Bayramı fırsat bilip günlük hayattan biraz uzaklaşalım ve göğe bakalım mı? İnsanlığın 20 Temmuz 1969’da aya varmasından sadece yarım asır sonra, uzay turizmi giderek daha ulaşılabilir bir hedef oluyor. En azından milyarder teknoloji girişimcilerinin amacı bu.
Tesla’nın kurucusu Elon Musk’un SpaceX roketi geçtiğimiz aylarda gündem olmuştu. Space X ‘sadece sivillerden oluşan’ ilk mürettebatını Eylül ayında uzaya gönderecek. Ancak Musk bu yolculukta olmayacak – zira rakibi Virgin Galactic’in uzay seyahatinden bilet aldı bile!
Cep telefonundan havayoluna, müzikten demiryolu işletmeciliğine uzanan pek çok alanda faaliyet gösteren Virgin Group’un kurucusu Richard Branson, 11 Temmuz’da ilk ticari uzay seyahatini gerçekleştirdi. İki pilot ve dört yolcudan oluşan ekip, deniz seviyesinden 89 kilometre yükseğe çıktı ve yerçekimsiz ortamda birkaç dakika kaldı.
Tabii bu ‘ilk’, uzayın nerede başladığı konusunda tartışmaları da beraberinde getirdi. Atmosfer ile uzay arasında sınır olarak kabul edilen Karman hattı, deniz seviyesinin 100 kilometre üzerinde bulunuyor.
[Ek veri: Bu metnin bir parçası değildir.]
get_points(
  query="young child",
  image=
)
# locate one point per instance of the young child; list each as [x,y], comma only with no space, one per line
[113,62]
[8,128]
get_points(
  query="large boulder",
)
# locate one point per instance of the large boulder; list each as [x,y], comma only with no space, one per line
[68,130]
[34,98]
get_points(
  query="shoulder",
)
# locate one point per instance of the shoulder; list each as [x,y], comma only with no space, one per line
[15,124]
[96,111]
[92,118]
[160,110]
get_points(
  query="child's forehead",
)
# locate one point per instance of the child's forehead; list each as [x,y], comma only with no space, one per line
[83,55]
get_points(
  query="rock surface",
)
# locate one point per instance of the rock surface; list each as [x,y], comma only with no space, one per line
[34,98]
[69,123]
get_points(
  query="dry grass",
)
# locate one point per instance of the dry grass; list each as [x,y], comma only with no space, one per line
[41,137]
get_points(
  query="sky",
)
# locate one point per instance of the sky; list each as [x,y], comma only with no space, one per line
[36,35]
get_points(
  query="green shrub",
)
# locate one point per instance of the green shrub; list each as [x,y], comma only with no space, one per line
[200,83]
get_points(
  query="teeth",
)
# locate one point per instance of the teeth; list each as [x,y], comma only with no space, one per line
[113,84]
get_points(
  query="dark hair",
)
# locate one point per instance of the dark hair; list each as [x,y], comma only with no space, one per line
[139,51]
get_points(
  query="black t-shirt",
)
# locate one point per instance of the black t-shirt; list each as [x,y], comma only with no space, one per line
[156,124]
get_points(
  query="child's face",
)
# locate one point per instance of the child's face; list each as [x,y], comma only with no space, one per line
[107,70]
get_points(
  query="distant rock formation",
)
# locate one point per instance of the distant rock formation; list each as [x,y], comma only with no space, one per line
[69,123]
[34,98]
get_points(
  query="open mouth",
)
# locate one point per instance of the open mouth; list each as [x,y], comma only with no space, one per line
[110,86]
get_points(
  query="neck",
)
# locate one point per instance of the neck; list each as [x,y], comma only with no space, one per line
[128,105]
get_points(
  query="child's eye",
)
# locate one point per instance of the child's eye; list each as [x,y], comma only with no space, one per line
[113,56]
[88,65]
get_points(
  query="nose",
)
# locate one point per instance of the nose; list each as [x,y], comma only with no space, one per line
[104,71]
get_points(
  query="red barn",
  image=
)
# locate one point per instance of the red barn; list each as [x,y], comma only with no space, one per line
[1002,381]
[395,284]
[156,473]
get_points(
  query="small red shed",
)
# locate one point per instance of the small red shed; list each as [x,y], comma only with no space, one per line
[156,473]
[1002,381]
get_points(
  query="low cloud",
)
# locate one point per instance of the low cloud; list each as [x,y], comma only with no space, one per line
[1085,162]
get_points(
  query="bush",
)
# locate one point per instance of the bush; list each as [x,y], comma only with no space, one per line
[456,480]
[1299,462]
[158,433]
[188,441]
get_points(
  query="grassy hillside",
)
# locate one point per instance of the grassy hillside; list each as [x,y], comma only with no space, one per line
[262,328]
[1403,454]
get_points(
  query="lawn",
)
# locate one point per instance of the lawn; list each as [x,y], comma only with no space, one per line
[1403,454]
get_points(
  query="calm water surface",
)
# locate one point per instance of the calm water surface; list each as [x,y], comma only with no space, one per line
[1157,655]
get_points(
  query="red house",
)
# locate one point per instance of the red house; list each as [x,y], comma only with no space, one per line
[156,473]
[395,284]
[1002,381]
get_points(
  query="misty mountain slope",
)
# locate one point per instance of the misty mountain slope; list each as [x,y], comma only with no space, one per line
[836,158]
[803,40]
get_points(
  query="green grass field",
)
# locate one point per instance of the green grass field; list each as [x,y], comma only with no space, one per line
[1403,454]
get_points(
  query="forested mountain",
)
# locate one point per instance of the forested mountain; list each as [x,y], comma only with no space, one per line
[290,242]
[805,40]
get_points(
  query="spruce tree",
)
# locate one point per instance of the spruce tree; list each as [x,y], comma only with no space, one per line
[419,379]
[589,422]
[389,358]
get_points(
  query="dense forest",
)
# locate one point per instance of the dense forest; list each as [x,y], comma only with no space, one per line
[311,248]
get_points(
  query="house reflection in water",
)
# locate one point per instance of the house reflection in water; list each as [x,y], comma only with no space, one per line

Mukayese için, Uluslararası Uzay İstasyonu 400 kilometre yukarımızda.
Aya ayak basmanın yıldönümünde, 20 Temmuz’da, bir başka milyarder Karman hattını aşmayı deneyecek: Amazon’un kurucusu ve dünyanın en zengin insanı Jeff Bezos. Bu seyahatte tarihteki en yaşlı uzay yolcusu olan 82 yaşındaki Wally Funk ve tarihteki en genç uzay yolcusu olan 18 yaşındaki Oliver Daemen de yer alacak. 28 milyon dolara bir koltuk alan bir yolcunun ‘işlerinin yoğunluğu’ dolayısıyla biletini ertelettiğini de ekleyelim. Meşguliyeti ne acaba?!
Hatırlarsanız Mars'a giden uzay aracına isim yazdırmak için en fazla başvuru Türkiye'den gelmişti (2.5 milyon kişi, ikinci sıradaki milyar nüfuslu Hindistan'dan başvuranların 1.5 katı). Yani en azından heves seviyesinde bizi de ilgilendiren bu konuyu takip etmemizde yarar var.
Üstelik, bu tip faaliyetlerin iki önemli rolü var. İlki ufkun genişlemesi. İnsan, ilk kez uçabilmesinden (12 saniye ve 37 metre) sadece 66 sene sonra aya ayak basmayı böyle başardı. Einstein’ın dediği gibi ‘tahayyül bilgiden daha önemlidir’. İkincisi, bu tip iddialı atılımlar sayesinde gelişen teknolojiler. Internetten cep telefonuna, günlük hayatta kullandığımız pek çok şeyin kökeninde savunma sanayi yahut uzay projeleri var.
Bu vesileyle, tüm okurlarımın bayramını Turgut Uyar’ın ünlü dizesini genişleterek kutluyorum: ‘hepimiz birden sevinebiliriz göğe bakalım’.